No, when you get to the critical point with them, they say, ‘God will help.’
I don’t think, in the Jewish tradition, you rely on God in that way. If that were the attitude, you wouldn’t go to the doctor, you’d rely on a miracle. But Orthodox Jews do go to the doctor. But what an Orthodox man does in his private life he isn’t doing on the national level. He says, ‘God will help. They’ll leave.’ All kinds of things that, I assume, the white extremists in South Africa and those in Zimbabwe thought would happen.
How do you read the political map for the near future?
On the day that Sharon decided to go for disengagement, he disengaged from the old Likud. So the chances that he would remain head of the Likud were slim. I said this months ago; now it’s the consensual position.
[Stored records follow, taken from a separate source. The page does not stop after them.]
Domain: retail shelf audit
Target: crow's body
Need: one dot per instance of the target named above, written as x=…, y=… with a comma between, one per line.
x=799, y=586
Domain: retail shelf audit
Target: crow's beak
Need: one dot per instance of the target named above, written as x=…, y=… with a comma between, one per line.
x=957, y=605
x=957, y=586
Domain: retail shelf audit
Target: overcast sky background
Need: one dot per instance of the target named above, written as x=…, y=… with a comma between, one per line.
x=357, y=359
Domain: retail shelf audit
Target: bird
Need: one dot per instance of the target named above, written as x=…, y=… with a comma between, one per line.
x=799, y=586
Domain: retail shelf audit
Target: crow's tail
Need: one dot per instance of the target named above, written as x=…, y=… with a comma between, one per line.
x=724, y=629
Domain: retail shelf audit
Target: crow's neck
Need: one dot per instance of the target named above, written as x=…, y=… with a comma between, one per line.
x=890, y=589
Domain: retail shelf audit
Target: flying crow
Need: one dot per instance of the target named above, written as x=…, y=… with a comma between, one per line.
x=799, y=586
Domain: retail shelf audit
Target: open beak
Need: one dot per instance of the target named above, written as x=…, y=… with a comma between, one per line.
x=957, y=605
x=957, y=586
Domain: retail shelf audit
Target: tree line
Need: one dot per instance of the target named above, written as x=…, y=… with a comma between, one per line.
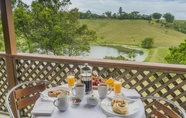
x=124, y=15
x=48, y=27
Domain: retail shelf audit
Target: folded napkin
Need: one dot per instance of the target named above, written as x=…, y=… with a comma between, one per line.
x=43, y=108
x=130, y=93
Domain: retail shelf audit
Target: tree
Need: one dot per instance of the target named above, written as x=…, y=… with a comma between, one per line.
x=50, y=28
x=147, y=43
x=89, y=14
x=156, y=15
x=120, y=57
x=169, y=17
x=177, y=54
x=2, y=47
x=23, y=27
x=120, y=11
x=108, y=14
x=131, y=55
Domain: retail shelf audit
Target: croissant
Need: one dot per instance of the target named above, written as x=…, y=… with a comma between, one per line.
x=118, y=100
x=120, y=108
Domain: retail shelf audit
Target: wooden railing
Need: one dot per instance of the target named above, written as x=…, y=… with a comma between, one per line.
x=165, y=80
I don’t think he’ll leave politics. So he’ll head a different platform. Because even if he were to win out in the Likud, he would be so hemmed in as to be unable to move, and he won’t want that. Sharon and Netanyahu and Landau is also political fraud. So he’ll go to a different platform, I don’t know which. Big bang. Little bang.
The parties today reflect the past. They are anachronistic.
In Labor, there’s an argument over whether to seek a permanent accord, along the lines of the Geneva Accords, or go for the unilateral approach that I advocate. And I’m in the minority. That’s one example.
In the Likud, there’s nothing left but the name. The Knesset faction split long ago. The Likud ‘rebels,’ faithful to the old Likud, vote no-confidence in the government, act as a faction in every respect. There is no Likud. The Likud fell apart long ago.
We need parties that meet the needs of the public, not those that fit the maneuverings of the politicians.
On the diplomatic front, in the Greater Israel camp, Landau has yet to describe any compromise that would be acceptable to him.
On the classical Left, they favor the Geneva approach: talks on a final deal, let us sit with Abu Mazen and we’ll have peace within a month. Yossi Beilin believes this.
And then there are those who say our destiny is in our hands. We have to do what’s good for Israel. If it’s together with the Palestinians, good. If not, not so good. But let’s do what’s possible, and negotiate from there. A series of unilateral steps coordinated with the Palestinians.
So we need three parties, to present those three approaches. And voters can choose and know what they’ll get. Not choose Sharon and get Landau. Or vice-versa. That’s a fraud…
You’ve heard what I stand for.
On religion and state, not, heaven forbid, the Shas-style Orthodoxy and United Torah Judaism, and not Tommy Lapid’s terrible anti-religious approach.
On the electoral system, I’ve submitted a bill for a presidential system. Israel’s problem is terrible instability in government. We need to know that the man in power is there for four years. A president who appoints ministers. A Knesset. Checks and balances. It’s unacceptable that every few months, ministers change places. You can’t run a country this way.
I urge that the Labor party be the party of the Big Bang, but I imagine I will be disappointed and Labor will continue to head downhill.
Do you support Shimon Peres as Labor leader? Yes, he led the party to the right decision in joining this government. He was a key player in disengagement. I certainly support him and hope he will prevail in the party’s leadership primaries. At this moment, he is the best leader the party could have.
Later on, I have the combination of political experience and the right ideology for Israel. I’m 55, the right age. I’ve filled many positions… led a few revolutions. In the elections after the next elections, I’ll see myself as a candidate. But a lot can happen before then.